第32話

 夕飯をぺろりと平らげたあと、お母さんはゼリーを出してくれた。詰め合わせセットの箱の中から、私は白桃を選ぶとお兄ちゃんは「俺も桃がよかったなあ」なんて呟きながら、みかんのゼリーを手に取った。お母さんは何も選ばずに、神妙な面持ちで私たちがゼリーを口に運ぶ様を見守っていた。


「二人とも、話があるの」


 口を開いたお母さんは、微妙に気まずそうで、でもどこか吹っ切れたような顔をしていた。夕方に見せた辛そうな表情でないのは、私にその心境を話せたからだろうか。私もお兄ちゃんも手を止めて、お母さんに視線を注ぐ。


「お母さんとお父さんね、離婚……しようと思うの」


 ぐっと眉に力がこもった。お母さんもその言葉を口にしたとき、表情が強張って私とお兄ちゃんを交互に見やる。でも、仕方ないことだろうと思った。既に聞かされていたとはいえ、修復することは不可能だと悟ってしまっている。

 この先何を聞いても、夕方ほどの動揺はないと思う。


「あなたたちがお父さんに着いていくならそれでもいいわ。ここに残るのでも、構わない。二人は、どうする?」


 沈黙が痛い。離婚、という言葉を直接聞くと、どうすることもできないのかと泣いてしまいそうになる。まだまだ至らない子供のせいで、何も守れない自分に腹も立つ。

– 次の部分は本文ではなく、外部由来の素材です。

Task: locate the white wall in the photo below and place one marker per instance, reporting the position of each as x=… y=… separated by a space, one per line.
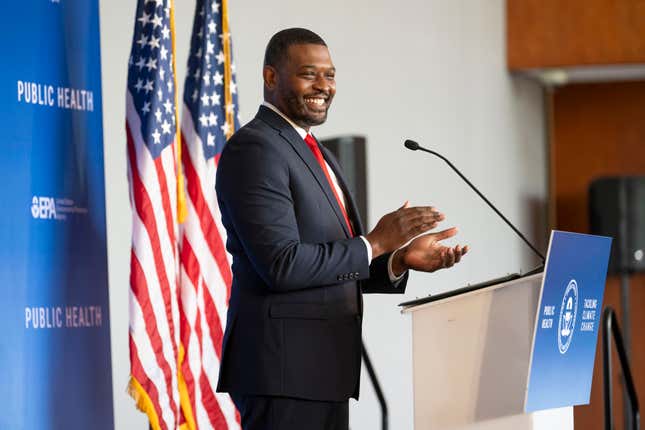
x=430 y=70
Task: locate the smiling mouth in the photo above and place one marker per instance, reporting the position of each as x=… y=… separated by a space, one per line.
x=316 y=102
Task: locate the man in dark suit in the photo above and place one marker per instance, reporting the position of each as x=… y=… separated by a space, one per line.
x=291 y=351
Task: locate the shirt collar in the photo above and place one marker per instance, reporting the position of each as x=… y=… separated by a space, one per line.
x=301 y=131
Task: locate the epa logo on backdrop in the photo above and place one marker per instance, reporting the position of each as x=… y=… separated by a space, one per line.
x=50 y=208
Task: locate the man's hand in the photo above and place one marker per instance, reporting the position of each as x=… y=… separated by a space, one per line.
x=427 y=254
x=398 y=227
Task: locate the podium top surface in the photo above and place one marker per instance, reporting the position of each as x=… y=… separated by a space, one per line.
x=497 y=282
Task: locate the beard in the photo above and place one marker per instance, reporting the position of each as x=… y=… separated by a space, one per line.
x=303 y=115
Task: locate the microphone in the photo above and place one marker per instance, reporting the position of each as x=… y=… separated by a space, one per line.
x=414 y=146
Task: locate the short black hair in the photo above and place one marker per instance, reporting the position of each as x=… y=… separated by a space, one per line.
x=277 y=47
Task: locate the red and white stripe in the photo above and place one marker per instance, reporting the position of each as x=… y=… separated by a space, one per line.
x=205 y=286
x=154 y=302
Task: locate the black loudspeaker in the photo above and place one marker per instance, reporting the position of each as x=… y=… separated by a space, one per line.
x=350 y=152
x=617 y=209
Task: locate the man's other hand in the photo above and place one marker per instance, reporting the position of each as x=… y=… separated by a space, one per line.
x=398 y=227
x=427 y=254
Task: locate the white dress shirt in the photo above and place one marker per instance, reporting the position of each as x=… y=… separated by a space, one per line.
x=303 y=133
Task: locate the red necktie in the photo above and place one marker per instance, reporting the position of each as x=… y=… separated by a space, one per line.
x=313 y=145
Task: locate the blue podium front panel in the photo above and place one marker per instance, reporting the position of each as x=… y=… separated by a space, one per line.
x=54 y=315
x=567 y=321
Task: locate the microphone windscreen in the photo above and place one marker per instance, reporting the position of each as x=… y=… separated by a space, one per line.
x=411 y=145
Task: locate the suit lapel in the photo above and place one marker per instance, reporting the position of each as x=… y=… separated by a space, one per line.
x=288 y=133
x=350 y=204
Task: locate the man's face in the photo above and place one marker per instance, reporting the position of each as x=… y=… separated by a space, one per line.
x=303 y=84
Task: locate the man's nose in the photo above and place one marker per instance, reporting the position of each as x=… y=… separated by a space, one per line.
x=321 y=83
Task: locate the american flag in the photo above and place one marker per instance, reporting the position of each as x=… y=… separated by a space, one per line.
x=152 y=172
x=209 y=117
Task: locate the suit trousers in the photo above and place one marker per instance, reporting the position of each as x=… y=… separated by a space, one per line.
x=286 y=413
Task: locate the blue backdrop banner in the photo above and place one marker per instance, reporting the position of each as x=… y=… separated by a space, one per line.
x=566 y=331
x=55 y=345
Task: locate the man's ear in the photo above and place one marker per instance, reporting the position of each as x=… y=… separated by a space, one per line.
x=270 y=77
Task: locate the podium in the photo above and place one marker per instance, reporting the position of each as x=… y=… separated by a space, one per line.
x=512 y=354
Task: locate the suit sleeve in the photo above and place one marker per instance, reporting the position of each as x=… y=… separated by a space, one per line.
x=379 y=280
x=255 y=201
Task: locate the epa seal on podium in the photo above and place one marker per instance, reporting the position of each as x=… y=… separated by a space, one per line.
x=568 y=312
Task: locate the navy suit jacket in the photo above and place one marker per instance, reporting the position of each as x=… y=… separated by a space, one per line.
x=295 y=313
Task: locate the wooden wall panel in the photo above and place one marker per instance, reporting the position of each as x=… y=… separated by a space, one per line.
x=599 y=129
x=552 y=33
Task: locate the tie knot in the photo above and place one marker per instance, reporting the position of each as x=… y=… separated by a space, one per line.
x=310 y=141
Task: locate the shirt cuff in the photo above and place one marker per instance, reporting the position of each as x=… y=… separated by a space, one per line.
x=393 y=278
x=369 y=249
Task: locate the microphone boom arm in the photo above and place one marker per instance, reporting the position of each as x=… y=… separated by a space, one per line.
x=410 y=144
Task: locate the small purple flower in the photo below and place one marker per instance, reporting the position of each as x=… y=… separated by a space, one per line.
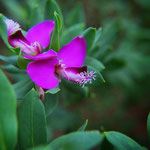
x=36 y=39
x=47 y=68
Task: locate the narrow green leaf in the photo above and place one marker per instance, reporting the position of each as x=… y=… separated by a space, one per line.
x=10 y=59
x=53 y=91
x=3 y=30
x=69 y=33
x=82 y=128
x=21 y=61
x=94 y=63
x=51 y=7
x=23 y=87
x=121 y=141
x=32 y=122
x=55 y=43
x=89 y=35
x=41 y=148
x=148 y=126
x=98 y=35
x=36 y=16
x=11 y=69
x=76 y=15
x=50 y=103
x=77 y=141
x=8 y=119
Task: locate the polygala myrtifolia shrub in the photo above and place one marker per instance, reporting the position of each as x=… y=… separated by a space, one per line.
x=40 y=69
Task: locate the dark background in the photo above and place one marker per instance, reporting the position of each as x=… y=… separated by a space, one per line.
x=123 y=102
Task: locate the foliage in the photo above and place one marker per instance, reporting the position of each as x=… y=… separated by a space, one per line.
x=119 y=50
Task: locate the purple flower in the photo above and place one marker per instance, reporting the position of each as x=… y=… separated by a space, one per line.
x=47 y=68
x=36 y=39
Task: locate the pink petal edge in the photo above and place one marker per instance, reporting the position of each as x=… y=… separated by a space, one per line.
x=41 y=33
x=73 y=54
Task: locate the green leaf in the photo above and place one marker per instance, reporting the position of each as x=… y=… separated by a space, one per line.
x=148 y=126
x=51 y=7
x=76 y=15
x=41 y=148
x=98 y=35
x=32 y=122
x=91 y=61
x=121 y=141
x=3 y=30
x=10 y=59
x=77 y=141
x=55 y=43
x=89 y=35
x=8 y=119
x=11 y=69
x=53 y=91
x=50 y=102
x=82 y=128
x=21 y=61
x=23 y=87
x=36 y=16
x=69 y=33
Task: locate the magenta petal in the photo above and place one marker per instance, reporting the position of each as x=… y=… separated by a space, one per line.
x=74 y=73
x=41 y=33
x=73 y=54
x=18 y=40
x=46 y=55
x=42 y=72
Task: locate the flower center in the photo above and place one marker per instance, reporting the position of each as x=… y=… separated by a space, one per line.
x=59 y=69
x=86 y=77
x=12 y=26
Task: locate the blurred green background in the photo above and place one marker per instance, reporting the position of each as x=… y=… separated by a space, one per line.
x=122 y=103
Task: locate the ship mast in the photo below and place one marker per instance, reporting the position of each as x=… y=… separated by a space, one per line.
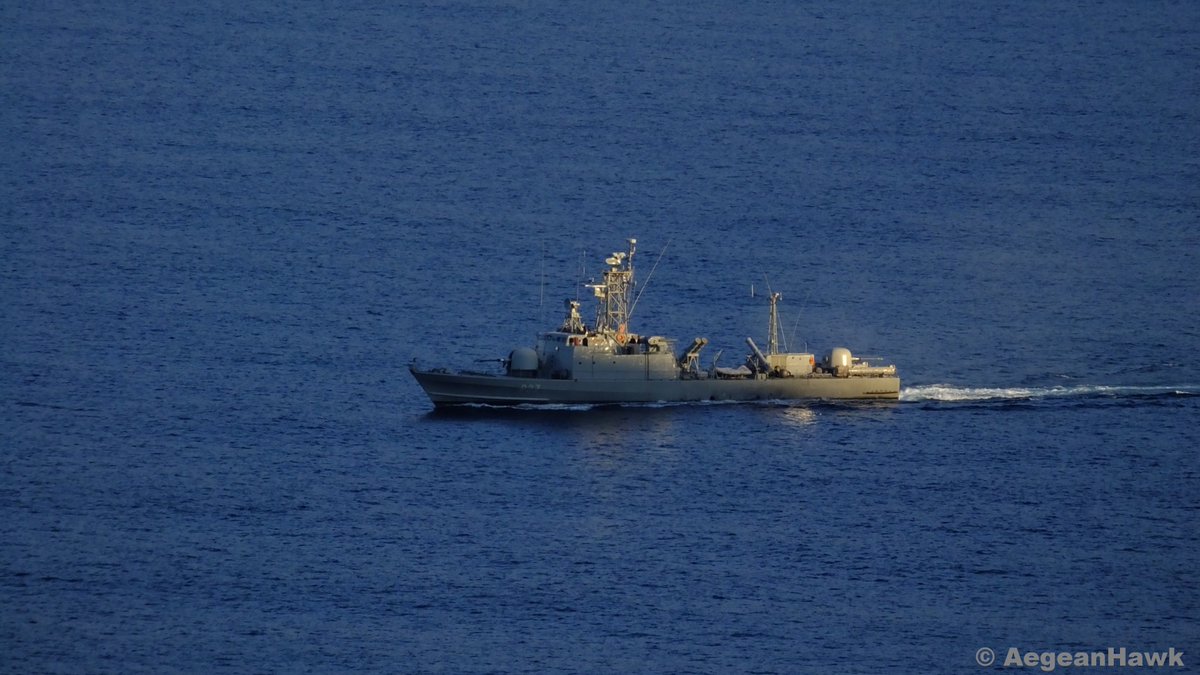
x=615 y=294
x=773 y=328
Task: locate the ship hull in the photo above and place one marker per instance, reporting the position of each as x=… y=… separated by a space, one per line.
x=457 y=388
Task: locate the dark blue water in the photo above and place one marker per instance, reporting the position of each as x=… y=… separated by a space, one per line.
x=227 y=228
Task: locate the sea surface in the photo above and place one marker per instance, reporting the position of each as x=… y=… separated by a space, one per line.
x=226 y=228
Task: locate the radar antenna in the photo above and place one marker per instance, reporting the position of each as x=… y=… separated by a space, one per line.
x=615 y=293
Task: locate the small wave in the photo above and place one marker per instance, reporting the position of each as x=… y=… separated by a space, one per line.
x=953 y=393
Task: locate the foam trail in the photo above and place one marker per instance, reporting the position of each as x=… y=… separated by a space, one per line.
x=953 y=393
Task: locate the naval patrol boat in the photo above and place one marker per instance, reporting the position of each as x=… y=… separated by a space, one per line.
x=606 y=363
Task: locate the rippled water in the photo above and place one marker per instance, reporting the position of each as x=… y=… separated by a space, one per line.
x=228 y=230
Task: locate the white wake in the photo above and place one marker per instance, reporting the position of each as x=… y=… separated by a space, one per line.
x=953 y=393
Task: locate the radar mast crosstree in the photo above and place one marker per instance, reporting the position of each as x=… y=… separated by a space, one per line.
x=616 y=293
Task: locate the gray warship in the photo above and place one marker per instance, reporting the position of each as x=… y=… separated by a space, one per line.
x=609 y=364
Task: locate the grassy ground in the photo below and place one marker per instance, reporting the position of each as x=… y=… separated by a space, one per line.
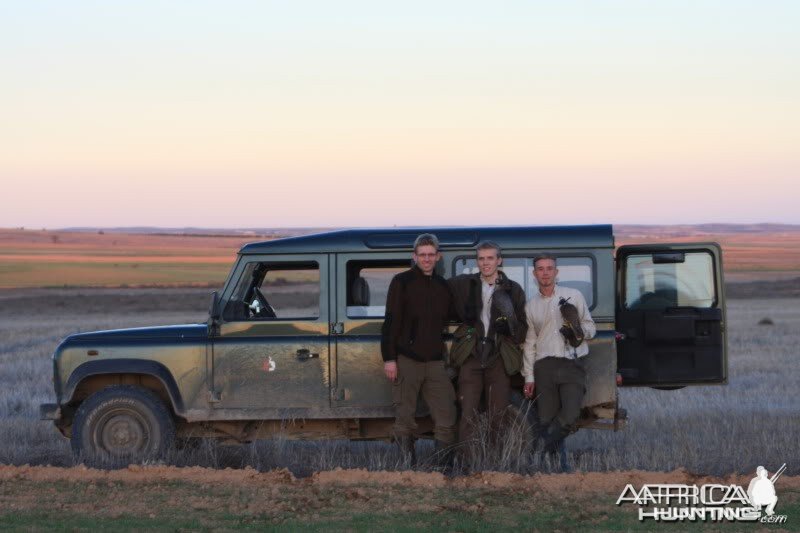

 仕方ない。その言葉で片づけられたら、どれほどよかっただろう。思わず俯いて膝の上で拳を握った。

 どちらに着いていく、なんてわかりきっている答えだった。だけど、それを選ぶことが正解なのか、わからない。


「俺は」


 最初に沈黙を破ったのはお兄ちゃんだった。はっと顔を上げると、まっすぐお母さんを見つめるお兄ちゃんの顔は、どこか覚悟を決めていた顔だった。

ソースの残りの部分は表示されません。